Archimedes' Greatest Mathematics

  One of the many great mathematical discoveries of Archimedes was the relationship between the surface area of a cylinder and a sphere. Archimedes discovered that a sphere that has the same diameter as the height and width of the cylinder is 2/3 of the surface area of the cylinder. Archimedes found this so important that he had a sphere inscribed in a cylinder carved onto his tomb.

  Archimedes also used a form of math that is very similar to today’s calculus. He used this to try and find the space on the outside of a parabola.
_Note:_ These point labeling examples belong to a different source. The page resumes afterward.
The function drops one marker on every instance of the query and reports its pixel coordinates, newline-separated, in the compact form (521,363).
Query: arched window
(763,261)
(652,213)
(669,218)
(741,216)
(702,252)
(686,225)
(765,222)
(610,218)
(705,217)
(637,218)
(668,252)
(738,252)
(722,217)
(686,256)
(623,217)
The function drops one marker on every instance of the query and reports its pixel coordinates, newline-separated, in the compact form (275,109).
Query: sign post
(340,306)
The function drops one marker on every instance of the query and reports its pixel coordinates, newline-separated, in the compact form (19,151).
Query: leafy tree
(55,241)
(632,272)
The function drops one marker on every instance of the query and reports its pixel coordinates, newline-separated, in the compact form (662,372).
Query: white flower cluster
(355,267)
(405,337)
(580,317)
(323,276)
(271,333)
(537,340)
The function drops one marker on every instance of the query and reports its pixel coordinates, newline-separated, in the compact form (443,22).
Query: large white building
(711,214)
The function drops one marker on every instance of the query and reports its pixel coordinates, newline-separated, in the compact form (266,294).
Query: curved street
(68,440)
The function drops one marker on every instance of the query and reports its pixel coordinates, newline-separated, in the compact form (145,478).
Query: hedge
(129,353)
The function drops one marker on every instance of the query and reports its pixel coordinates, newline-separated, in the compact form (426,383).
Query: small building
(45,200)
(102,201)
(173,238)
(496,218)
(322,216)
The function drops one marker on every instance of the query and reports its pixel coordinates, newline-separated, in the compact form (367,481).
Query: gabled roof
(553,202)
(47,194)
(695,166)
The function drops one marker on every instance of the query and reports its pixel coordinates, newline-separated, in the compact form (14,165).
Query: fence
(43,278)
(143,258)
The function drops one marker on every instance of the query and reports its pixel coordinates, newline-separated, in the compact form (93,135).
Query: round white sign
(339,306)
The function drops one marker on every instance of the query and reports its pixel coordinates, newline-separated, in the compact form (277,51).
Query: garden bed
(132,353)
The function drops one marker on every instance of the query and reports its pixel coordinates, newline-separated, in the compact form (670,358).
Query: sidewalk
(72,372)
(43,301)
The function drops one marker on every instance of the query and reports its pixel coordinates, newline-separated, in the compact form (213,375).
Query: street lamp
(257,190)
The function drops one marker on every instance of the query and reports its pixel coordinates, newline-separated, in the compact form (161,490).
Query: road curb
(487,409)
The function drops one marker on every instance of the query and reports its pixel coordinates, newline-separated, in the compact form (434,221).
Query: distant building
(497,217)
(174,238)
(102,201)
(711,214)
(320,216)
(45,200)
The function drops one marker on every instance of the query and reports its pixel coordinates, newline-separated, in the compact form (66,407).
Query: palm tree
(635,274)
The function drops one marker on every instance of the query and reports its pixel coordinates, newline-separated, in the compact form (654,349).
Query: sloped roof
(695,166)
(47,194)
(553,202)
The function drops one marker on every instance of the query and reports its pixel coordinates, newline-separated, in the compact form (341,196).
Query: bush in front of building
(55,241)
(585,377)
Archimedes also tried to calculate the amount of sand that could fit in the universe.

Another one of Archimedes’ greatest mathematical discoveries had to do with volume, and buoyancy. Archimedes is said to have discovered volume measurement by water displacement when he got into a tub and displaced water. He then promptly jumped out of the tub and ran trough the streets of Sicily naked shouting “eureka” which means “I have found it” This discovery of water displacement was also part of the discovery of buoyancy. Archimedes proposed a theory that the amount of buoyant force of a floating object is equal to the weight of the water displaced.

  The lever was another one of Archimedes great works. Although Archimedes did not discover, he did a lot of work which advanced the usefulness, and the knowledge of how a lever works. Archimedes discovered the longer the distance from the fulcrum. The easier it is to lift the object. This discovery made lifting many objects much easier, and led to the development of tools like a wheelbarrow. Another Archimedes quote is "give me a place to stand and i will move the earth" this is referring to how useful a lever is. A good example of a lever and a fulcrum being used today is a carpenter pulling a nail out of a board with a hammer.

  These are just some of the mathematical discoveries that Archimedes made, and it is obvious how useful and important they are.